Yesterday we celebrated Thanksgiving, and many of us gathered with family and friends to share a meal. And yes – historically, Thanksgiving is a time people gather to give thanks to GOD, but for me, that is every day, all day.

Note: visit Hillsdale College to learn the history of Thanksgiving

No, this post is not about the “day” of Thanksgiving but the heart of prayer.

I was recently at a public meeting where people with “titles” gathered and shared thoughts about November 8th and things going on in Indianapolis. When it was over, a person approached me and asked, “What is it that you do?” Thinking for a moment about how to justify my being there, I said: “I am an intercessor, and I connect people that have needs with people who can fill those needs.” A bit confused, the woman said, “Oh, you’re an organizer,” and then walked away.  

I know who I am, though when I look around the room and see all the “titles,” I may forget – I am a redeemed child of God and in constant dialog with Him. Knowing that I can rightly do so, not because of anything I have done – but everything to do with what Jesus has done. 

I was asked to pray yesterday when we gathered around the delicious food. Surprised, I spoke a brief prayer. I didn’t overthink it until later when condemning phrases began to swirl in my thoughts.

Phrases like:

You missed the opportunity to thank Jesus for your redemption.

You didn’t thank God for the people in the room and how important they are to you.

You didn’t even ask God to help unite the United States.

These harassing phrases accused me of failing or even missing the opportunity to represent the Kingdom of God.
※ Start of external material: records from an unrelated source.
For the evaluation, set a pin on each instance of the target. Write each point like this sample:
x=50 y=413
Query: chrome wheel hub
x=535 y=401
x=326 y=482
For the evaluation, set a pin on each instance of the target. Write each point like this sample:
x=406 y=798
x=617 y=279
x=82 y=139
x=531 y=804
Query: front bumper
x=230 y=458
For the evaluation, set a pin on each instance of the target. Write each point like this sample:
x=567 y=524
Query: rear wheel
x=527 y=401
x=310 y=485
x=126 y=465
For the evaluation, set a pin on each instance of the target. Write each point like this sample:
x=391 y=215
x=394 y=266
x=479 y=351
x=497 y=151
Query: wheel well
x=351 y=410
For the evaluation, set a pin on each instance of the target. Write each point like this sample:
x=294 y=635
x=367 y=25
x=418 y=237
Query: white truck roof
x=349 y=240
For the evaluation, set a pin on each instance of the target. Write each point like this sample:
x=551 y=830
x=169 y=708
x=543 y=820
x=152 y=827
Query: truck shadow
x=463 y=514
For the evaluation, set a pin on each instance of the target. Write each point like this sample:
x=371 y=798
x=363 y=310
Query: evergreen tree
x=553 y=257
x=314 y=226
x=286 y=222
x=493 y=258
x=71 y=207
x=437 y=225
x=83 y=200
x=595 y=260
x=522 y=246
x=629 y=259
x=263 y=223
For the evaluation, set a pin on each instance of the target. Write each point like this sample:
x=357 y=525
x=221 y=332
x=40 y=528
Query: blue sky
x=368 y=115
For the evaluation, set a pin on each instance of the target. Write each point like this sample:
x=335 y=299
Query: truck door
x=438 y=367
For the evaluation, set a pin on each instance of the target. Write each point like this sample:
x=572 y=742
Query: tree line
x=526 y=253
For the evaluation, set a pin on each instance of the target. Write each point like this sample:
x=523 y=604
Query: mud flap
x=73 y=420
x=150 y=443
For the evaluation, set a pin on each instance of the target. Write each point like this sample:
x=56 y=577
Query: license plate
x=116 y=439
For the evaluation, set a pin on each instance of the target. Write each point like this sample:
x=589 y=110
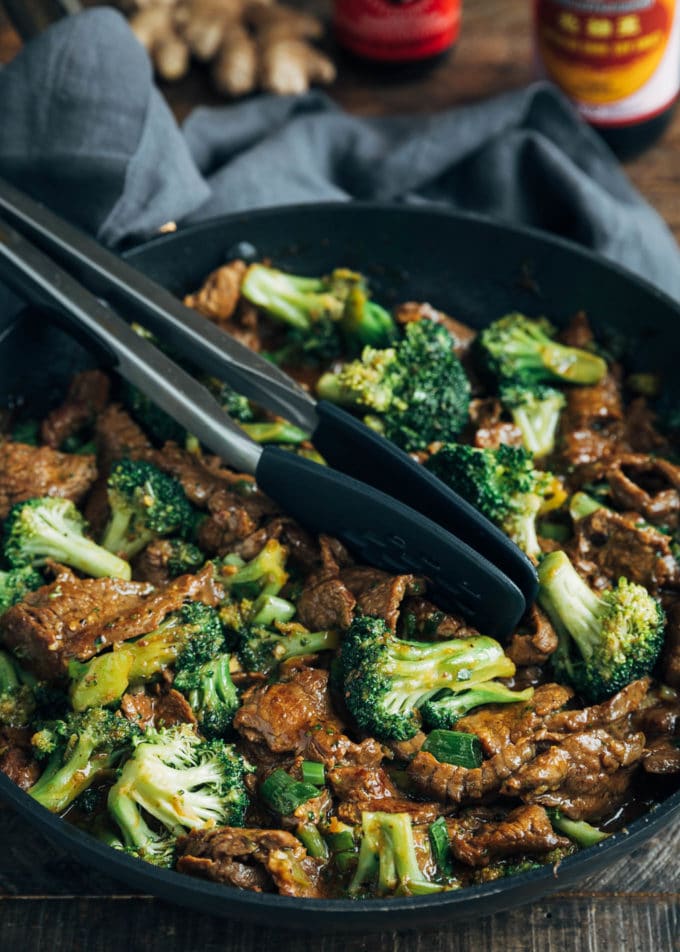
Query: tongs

Trying to brush thoughts off of me and not to allow them to rise above the knowledge of God – in other words- not let these condemning words take precedence over what God says about me. I realized that those words were coming from a religious spirit.
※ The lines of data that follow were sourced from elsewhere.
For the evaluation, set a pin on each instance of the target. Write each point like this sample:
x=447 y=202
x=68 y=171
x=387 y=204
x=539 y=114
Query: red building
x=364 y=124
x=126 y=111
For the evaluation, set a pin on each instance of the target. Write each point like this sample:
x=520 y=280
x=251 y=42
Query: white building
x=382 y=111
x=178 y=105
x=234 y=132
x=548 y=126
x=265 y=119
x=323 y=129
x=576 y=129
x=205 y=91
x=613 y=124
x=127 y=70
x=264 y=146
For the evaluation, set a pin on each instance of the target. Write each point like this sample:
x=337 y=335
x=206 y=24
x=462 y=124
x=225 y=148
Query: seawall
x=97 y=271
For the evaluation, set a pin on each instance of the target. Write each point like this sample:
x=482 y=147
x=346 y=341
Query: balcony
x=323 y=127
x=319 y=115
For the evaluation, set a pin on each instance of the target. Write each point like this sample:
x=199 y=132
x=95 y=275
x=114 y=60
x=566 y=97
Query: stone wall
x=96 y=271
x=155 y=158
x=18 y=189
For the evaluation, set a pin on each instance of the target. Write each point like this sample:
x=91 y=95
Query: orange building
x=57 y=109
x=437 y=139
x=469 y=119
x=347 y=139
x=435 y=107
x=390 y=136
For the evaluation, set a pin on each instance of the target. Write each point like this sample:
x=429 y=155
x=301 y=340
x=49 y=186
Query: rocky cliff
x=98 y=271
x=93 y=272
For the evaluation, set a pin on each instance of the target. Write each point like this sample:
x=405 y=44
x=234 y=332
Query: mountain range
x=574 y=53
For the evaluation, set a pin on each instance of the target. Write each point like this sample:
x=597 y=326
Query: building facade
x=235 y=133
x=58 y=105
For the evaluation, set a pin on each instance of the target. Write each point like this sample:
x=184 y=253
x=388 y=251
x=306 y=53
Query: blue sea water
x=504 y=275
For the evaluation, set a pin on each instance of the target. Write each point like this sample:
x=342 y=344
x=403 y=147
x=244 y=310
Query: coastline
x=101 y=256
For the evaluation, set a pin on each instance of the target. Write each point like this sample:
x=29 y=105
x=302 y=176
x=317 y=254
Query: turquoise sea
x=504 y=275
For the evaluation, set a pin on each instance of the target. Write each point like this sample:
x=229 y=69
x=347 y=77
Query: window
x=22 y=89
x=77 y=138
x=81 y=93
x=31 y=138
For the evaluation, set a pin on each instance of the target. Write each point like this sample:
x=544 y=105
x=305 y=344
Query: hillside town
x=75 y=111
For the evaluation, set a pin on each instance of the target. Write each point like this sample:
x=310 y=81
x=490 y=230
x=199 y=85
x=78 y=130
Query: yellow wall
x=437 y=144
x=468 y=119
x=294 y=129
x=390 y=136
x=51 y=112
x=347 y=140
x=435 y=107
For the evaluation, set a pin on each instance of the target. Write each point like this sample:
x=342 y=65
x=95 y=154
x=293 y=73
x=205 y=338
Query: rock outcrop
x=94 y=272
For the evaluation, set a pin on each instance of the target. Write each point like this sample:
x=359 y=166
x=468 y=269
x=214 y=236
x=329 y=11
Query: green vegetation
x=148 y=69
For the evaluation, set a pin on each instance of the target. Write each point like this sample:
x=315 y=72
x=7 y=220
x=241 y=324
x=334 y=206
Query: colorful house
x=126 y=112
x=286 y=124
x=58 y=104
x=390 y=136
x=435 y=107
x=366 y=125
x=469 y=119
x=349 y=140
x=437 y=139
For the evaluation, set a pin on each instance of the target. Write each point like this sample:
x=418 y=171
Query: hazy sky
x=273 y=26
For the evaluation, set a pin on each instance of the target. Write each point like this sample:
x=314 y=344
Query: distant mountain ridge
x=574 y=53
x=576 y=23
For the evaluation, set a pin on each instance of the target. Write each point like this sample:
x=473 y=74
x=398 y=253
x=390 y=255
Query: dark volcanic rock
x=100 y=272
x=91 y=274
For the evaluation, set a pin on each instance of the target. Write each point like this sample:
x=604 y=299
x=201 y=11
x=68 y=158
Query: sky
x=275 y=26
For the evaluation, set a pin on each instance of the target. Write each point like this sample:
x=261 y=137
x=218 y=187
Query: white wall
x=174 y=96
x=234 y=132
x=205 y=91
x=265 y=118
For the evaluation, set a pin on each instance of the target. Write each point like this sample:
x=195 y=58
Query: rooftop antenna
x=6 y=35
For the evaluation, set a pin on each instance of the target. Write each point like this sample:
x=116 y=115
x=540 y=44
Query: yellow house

Some people might be asking;  But Georgia, isn’t that how we are to be, religious? Years ago, I would have said; yes. Today though, I say no, this isn’t how we should be.
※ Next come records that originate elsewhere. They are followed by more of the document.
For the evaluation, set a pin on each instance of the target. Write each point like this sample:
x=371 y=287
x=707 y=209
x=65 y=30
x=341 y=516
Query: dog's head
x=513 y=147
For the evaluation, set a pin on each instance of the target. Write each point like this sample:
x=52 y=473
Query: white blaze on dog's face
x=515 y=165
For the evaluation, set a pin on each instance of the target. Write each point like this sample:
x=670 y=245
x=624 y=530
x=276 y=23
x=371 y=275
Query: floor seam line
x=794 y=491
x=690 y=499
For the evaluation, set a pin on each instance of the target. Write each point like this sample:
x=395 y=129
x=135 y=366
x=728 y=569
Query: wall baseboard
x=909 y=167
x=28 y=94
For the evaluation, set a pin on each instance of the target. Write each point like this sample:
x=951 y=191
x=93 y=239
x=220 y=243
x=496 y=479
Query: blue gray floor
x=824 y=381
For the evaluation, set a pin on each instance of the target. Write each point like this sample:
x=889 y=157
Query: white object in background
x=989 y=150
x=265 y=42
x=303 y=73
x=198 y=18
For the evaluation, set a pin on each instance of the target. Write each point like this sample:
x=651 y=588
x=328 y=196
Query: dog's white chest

As I understand the Old and New Testament, I realize that the ‘religious’ Teachers and Pharisees had issues with Jesus’ ministry. With the legalistic traditions, they failed to understand that Jesus fulfilled the scrolls they routinely read publicly and taught from. He was making it easy for people to connect with God personally.

An article on 4-10-2015 on the: Living For Jesus Alone Ministries website explains the differences between being a Christian and being a religious person. You should check it out.

Being religious is to rely on your ability to do things that would grant you “right” standing before your god. Whereas being Christian is acknowledging your inability to have “right” standing due to our sinfulness and accepting Jesus as the son of God, our Savior and Lord.

It doesn’t stop there. That is the beginning of the Christian walk. As you spend time in a relationship with God the Father, Jesus the redeemer, and Holy Spirit the helper, a person begins to be transformed. In other words, their heart begins to change, and instead of having the sinful nature listed in Eph. 5:19-21, they have the spirit of love, joy, peace, forbearance, kindness, goodness, faithfulness, gentleness, and self-control (Eph 5:22-23).

So, what does all of this have to do with prayer at the Thanksgiving table?

When people gather for the holidays with family and friends,  there are individuals from all walks of life. Prayers are not to convey arrogance or even judgment. That is not the heart of Christ. Also, it doesn’t need to be wordy.

Unfortunately, in the past, I had to pray about everything each time I had the opportunity to join others, bowing my head and folding my hands to pray. Over the years, I have learned to allow Holy Spirit to give me direction in my prayer time.

There are many areas in today’s world where we can make our requests known to God, and there is a time and a place for each.

I want to remind everyone that when we pray over food during the holidays, let us be grateful to the Lord God for the many provision he has placed in our lives; most people can agree on that. Also, let us ask God to bless the food to nourish our bodies; again, everyone can agree. But above all, let our prayers be sincere and come from our hearts, not just words we believe everyone expects us to utter.